Rare hopping across Twitter eventually led me to one of the more refreshing one-on-ones in recent times. Now there are interviews and then there are interviews. If you are unlucky you could chance upon utterly stifling, choking, diabetes inducing interviews that are dipped in the caramel of diplomacy. If you find my words cheesy, then you had better brace yourselves to the interviews I am talking about.
Now, ever since that monster called Kuch Kuch Hota Hai took the shine away in 1998 from Satya and Dil Se, two gems that I have held close to my heart, I have had problems with his cinema. Cinema mind you, not the person, which is what it should be. Slowly but surely his stature grew, and slowly but surely my hatred for his offerings travelled northwards. Nothing could stop him, it seemed, so much so that he and his cinema became a reference point and his brand worthy enough to be derided. We are dealing with India here.
But with time, I realized that here was a man who was comfortable in his skin, totally unapologetic about that, in a right way. While we winced, he seemed to maintain his composure and cool even when his orientation, sexuality which is no Tom, Dick and Harish's business, was tossed up and made an object of national debate and fodder for gossip mills by every Tom's Dick and Harish. He believed in his cinema, knew where his inspiration came from, knew who his idols were, made no bones about the fact that he craved being lapped up by the hoi polloi of Bihar as well as the hoity toity of Birmingham. Whether we took to his tales or not, whether we admired his craft or the lack thereof, his steel was respect worthy. Time and again he acknowledged his cinematic limitations, acknowledged what he could offer, and he could not be what others were. This is all when he needn't have! The TIMESNOW interview where he owns up to his follies, his supposed lack of vision or the ability to take risks makes you respect him a little bit more. You admire his honesty where he mentions there are far better filmmakers than him, whose work he cannot even dream to emulate. Isn't this coming out clean, when there is absolutely no need (keeping in mind your self-respect), heartwarming? Doesn't this make for good television at least from the standpoints of the interview, the interviewer, and the interviewee? Isn't it good when he dodges all those scathing barbs with a smile, unflustered stripping the interviewer of his pants confining all dirty linen to laundries or bedrooms? Doesn't this make it less synthetic, less plastic? Doesn't this make you purge out all that frustration has been bottled up courtesy other celebrities' pseudo-diplomacy, pseudo-chivalry on air into a sigh of relief?
Bring them on more. Whether we like it or not.
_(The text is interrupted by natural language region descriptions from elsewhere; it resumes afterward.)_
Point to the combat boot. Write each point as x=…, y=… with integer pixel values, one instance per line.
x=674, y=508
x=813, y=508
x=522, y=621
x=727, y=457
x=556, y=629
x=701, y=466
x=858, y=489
So what if the honesty seems to be a little selective, so what if this is a pre-recorded programme.
For possessing balls apparently made of pure stainless steel, whether or not I take to or talk of your cinema, Karan Johar, respect!
Rare hopping across Twitter did eventually lead me to one of the more refreshing one-on-ones in recent times.
1 comment:
Haven't read the article, but I'll admit I have to revise my opinion of KJo too. Yes, I HATED K3G and its likes, but in the recent times, its (a pleasant surprise) KJo who's supplying the fresher gusts of air in Bollywood.